Graft cost country RM10 billion a year

Posted by SM Maulana

By Tim Leonard, THE SUN

Corruption, if left to fester, can cause the country to lose RM10 billion a year in domestic growth.

Pemudah, the government’s special task force to facilitate business, gave this cost of corruption statistic in pushing its case for the Anti-Corruption Agency to be given a quick fix and a much-needed shot in the arm to give investors confidence to do business here.

Statistics made available to theSun show the ACA’s performance is dismal — it has only investigated 10.1% or just 7,223 cases out of the total of 71,558 reported between 2000 and 2006.
Pemudah co-chairman Tan Sri Yong Poh Kon told theSun in a recent interview that the statistics and dismal results could pose bigger problems for the country in years to come. “Something must be done fast as the actual situation is a serious cause for concern,” he said.

“The ACA must be given more resources to work with, including an increase in budget by the Government. It is about time to seriously consider recruiting foreign officers to work with the ACA on a contractual basis to solve more cases.”

Yong said World Bank statistics show that corruption can reduce the country’s growth rate by between two and four per cent and this translates to a loss of up to RM10 billion a year.
He said although the ACA is trying to better itself, the figures speak for themselves and paint a gloomy picture of things to come.

Of the total number of cases reported in that seven-year period, only 4.1% or 2,905 people were arrested, 1.8% or 1,287 persons charged/prosecuted and only 0.7% or 524 actually convicted.
“We should perhaps look at emulating the success of Hong Kong, which has done very well in curbing corruption,” said Yong.

Between 2000 and 2006, Hong Kong’s Independent Commission Against Corruption (ICAC) investigated 77.2% or 21,649 cases out of the 28,057 reported, with 29.2% ending up in arrests.
“On an average, the Hong Kong Government spends close to RM40 per capita on anti-corruption efforts. In Malaysia, the sum is just a mere RM5 per capita.”

Yong added: “So it is time the Government looked seriously into the problems affecting ACA and work out a solution. Even if RM1 billion is spent on improvising the ACA, the Government will actually be saving RM 9 billion.”

The Government’s allocation for the ACA last year was RM148 million.


Tan Sri Ramon Navaratnam

Transparency International Malaysia president Tan Sri Ramon Navaratnam said the country risks dropping further on the Corruption Perceptions Index (CPI) if immediate efforts are not taken to put ACA in order. Malaysia has remained at the 43rd spot for the past two years.

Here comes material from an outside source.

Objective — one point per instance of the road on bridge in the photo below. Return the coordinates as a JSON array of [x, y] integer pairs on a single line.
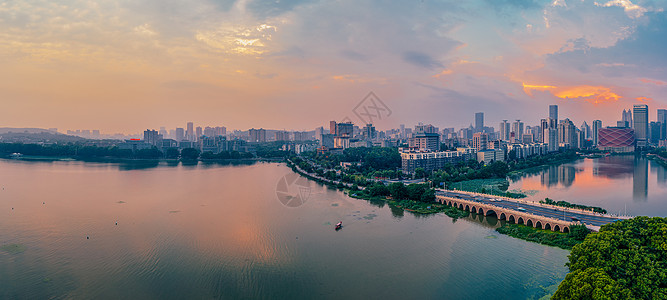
[[535, 209]]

In 2003, the country was at the 37th spot, before sliding to the 39th spot in 2004 and gradually to its current position.

Navaratnam said he hoped the ACA would become independent from the Prime Minister’s Department.

“At present, there is less than satisfactory public confidence in the ACA. It is about time the ACA is free from the control of the PM’s office as this will ensure greater transparency, integrity and accountability.”

Navaratnam added it was also time for ACA to be made up of credible people, especially as it will be made a commission soon as announced by the prime minister shortly after the general election.
When contacted, ACA director-general Datuk Seri Ahmad Said Hamdan said it will be hard for Malaysia to emulate Hong Kong’s success in anti-corrution efforts.

“Hong Kong is a small, one-state country but we are bigger so we can’t be compared to them,” said Ahmad, in response to Yong’s call.

“We cannot investigate all the cases that were reported because some were anonymous letters, poison pen letters and tip-offs from even Government servants.

“We did investigate all those cases which we could and left no stones unturned in our investigations,” he said.
He added that the ACA has no problem if it is placed under Parliament. “We are constantly striving to be the best and it doesn’t matter under whom we work.”